While the first three tracks on Lifelines resemble a more traditional instrumentation with Balder playing guitar, tracks 4 and 5 see him moving on to play the Moldovan (fretted) cobza, an instrument that is almost unknown here in the US.  On “A Pünkösdi Rózsa,” the cobza’s unique tones accompany the vocal stylings of Lily Storm as she sings a Hungarian folk song about unrequited love. And track 5 “Silviana” is a Romanian hora composed by the legendary Romanian accordionist Vasile Pandelescu. That song features Marco Ghezzo, a violinist who grew up in the foothills of the Italian alps and lived and studied music in Transylvania.(feat. Marco Ghezzo).

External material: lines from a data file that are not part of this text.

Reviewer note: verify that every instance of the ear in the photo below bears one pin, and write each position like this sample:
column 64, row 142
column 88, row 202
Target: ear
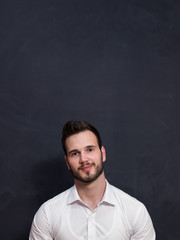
column 67, row 163
column 103, row 153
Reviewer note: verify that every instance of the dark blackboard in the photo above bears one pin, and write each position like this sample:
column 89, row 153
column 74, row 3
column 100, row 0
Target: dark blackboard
column 112, row 63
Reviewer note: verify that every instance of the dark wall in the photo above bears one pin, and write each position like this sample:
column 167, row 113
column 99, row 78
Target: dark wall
column 113, row 63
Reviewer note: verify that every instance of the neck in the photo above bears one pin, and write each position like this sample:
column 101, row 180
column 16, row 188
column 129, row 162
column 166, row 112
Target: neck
column 91, row 193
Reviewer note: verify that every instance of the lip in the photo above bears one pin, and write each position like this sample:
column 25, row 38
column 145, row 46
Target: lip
column 86, row 168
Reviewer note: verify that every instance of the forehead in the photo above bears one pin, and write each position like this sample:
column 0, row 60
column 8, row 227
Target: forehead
column 80, row 140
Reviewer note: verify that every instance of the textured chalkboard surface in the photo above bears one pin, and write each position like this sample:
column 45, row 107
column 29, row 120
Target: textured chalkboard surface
column 113, row 63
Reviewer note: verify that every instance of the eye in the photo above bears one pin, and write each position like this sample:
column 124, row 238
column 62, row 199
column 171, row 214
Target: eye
column 73, row 154
column 90, row 149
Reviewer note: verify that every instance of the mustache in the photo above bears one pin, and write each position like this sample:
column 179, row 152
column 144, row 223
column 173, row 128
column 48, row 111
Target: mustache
column 85, row 164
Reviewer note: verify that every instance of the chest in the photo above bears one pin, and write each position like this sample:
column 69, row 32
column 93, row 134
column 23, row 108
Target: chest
column 79, row 223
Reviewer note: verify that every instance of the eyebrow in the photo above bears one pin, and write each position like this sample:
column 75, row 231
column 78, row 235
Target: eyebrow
column 76, row 150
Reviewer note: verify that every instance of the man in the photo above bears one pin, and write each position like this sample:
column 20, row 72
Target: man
column 92, row 209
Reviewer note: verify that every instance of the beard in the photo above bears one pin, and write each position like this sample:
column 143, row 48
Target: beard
column 89, row 177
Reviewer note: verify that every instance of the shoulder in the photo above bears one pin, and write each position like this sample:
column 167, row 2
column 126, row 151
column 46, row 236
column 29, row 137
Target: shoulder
column 58, row 202
column 125, row 197
column 128, row 204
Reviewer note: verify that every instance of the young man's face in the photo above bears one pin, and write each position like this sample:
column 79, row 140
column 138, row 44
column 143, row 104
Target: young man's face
column 84, row 157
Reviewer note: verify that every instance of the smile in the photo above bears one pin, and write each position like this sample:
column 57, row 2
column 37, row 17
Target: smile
column 86, row 167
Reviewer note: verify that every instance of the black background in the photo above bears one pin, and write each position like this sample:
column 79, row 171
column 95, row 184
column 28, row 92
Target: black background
column 112, row 63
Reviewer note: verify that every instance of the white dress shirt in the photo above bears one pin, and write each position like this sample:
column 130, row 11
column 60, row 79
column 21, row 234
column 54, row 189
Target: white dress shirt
column 117, row 217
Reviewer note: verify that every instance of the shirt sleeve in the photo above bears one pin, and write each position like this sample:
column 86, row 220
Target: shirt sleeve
column 40, row 229
column 142, row 226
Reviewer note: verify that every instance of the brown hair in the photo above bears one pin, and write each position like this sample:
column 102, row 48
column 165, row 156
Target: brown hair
column 75, row 126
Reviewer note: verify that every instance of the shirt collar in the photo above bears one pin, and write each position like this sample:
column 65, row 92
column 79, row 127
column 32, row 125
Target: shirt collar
column 108, row 195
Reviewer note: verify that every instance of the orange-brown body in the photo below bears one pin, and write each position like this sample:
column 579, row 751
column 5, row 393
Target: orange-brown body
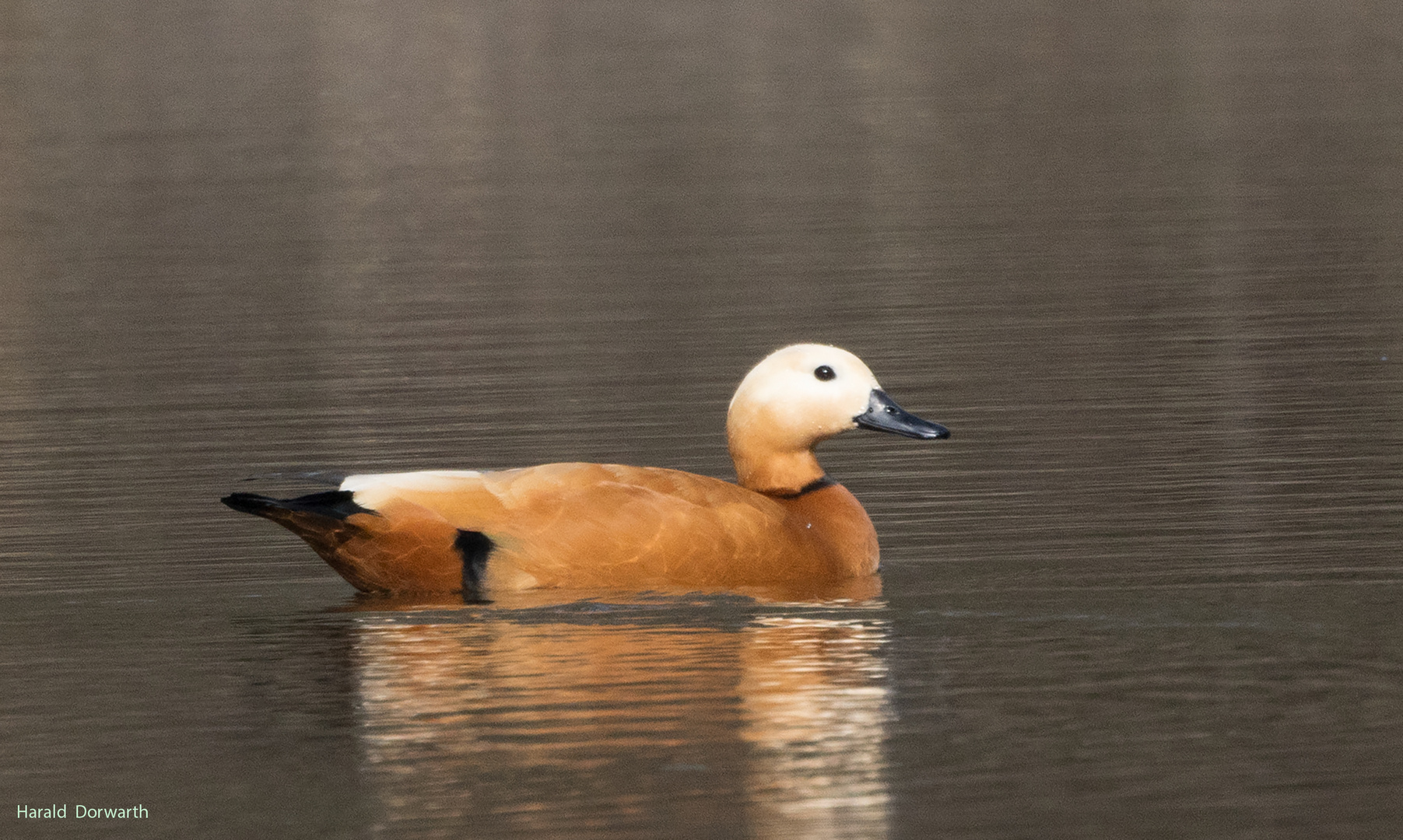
column 613, row 527
column 598, row 525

“This track was really fun and quirky,” reflects Balder, “because the violin is restrung using octave strings, so it sounds an octave lower, almost like a cello. And this is paired with the cobza, which already has a very kind of gritty village sound. It’s almost  like a mandolin, but also tuned an octave down from a normal mandolin. The combination of these two instruments was a spontaneous decision that resulted in a really crazy and unique sound.” 

The second half of the CD, including tracks 6 to 11, is composed of collaborations in which Balder plays the cimbalom, another Eastern European instrument that is not exactly mainstream in the U.S. A traditional instrument in Hungary, Romania and Moldova (and neighboring countries), it is a large hammered dulcimer. Played with mallets, it has a distinct percussive sound, while at the same time offering a wonderfully rich and deep tone.

Of those tracks featuring cimbolom, number 8 “Nostalgiya” is of special significance to Balder because it features Trio Czinka Panna, which also happens to be the oldest musical collaboration featured on this album. Based in the Netherlands, the violin-accordion-cimbalom ensemble consists of Balder and his parents, and as a bonus, the track includes a short fragment from an old recording of from when Balder was  just13 years old.

Yet, the album’s most unifying resonance comes across perhaps most clearly with the palpable multicultural energy behind the final track “Cocek-Breaza”. A mash-up of Macedonian and Romanian traditional melodies, this track was the result of an energetic cimbalom-driven collaboration that Balder and his Shasta Power Trio did with Melez Band, a stellar, four-piece, Seattle based band that plays Macedonian style Roma Pop.

While the tracks on Lifelines make no attempt to pass any traditionalist’s purity test, only the most jaded listener could fail to appreciate the degree to which a tradition-inspired artistry informs the distinct collective voice that results from the album’s various instrumental combinations. In fact, Balder sees Lifelines as an educational opportunity to showcase and teach about obscure Eastern European instruments like the cobza, cimbalom, or pan flutes, just as much as it is an opportunity to highlight himself as a player of them.

Says Balder, “The album didn’t really arise out of any preset intention, but because of the pandemic, making remote collaboration videos with different friends became a way of staying united, keeping in touch, and creating things together.  Then, a couple months later, I realized that I had all this great material. So, I got a good mixing engineer and a mastering engineer, did some overdubs, and that basically just became the album.  And because every track is the result of a unique and meaningful collaboration, the album feels like a kind of a celebration of my friendships made through music.”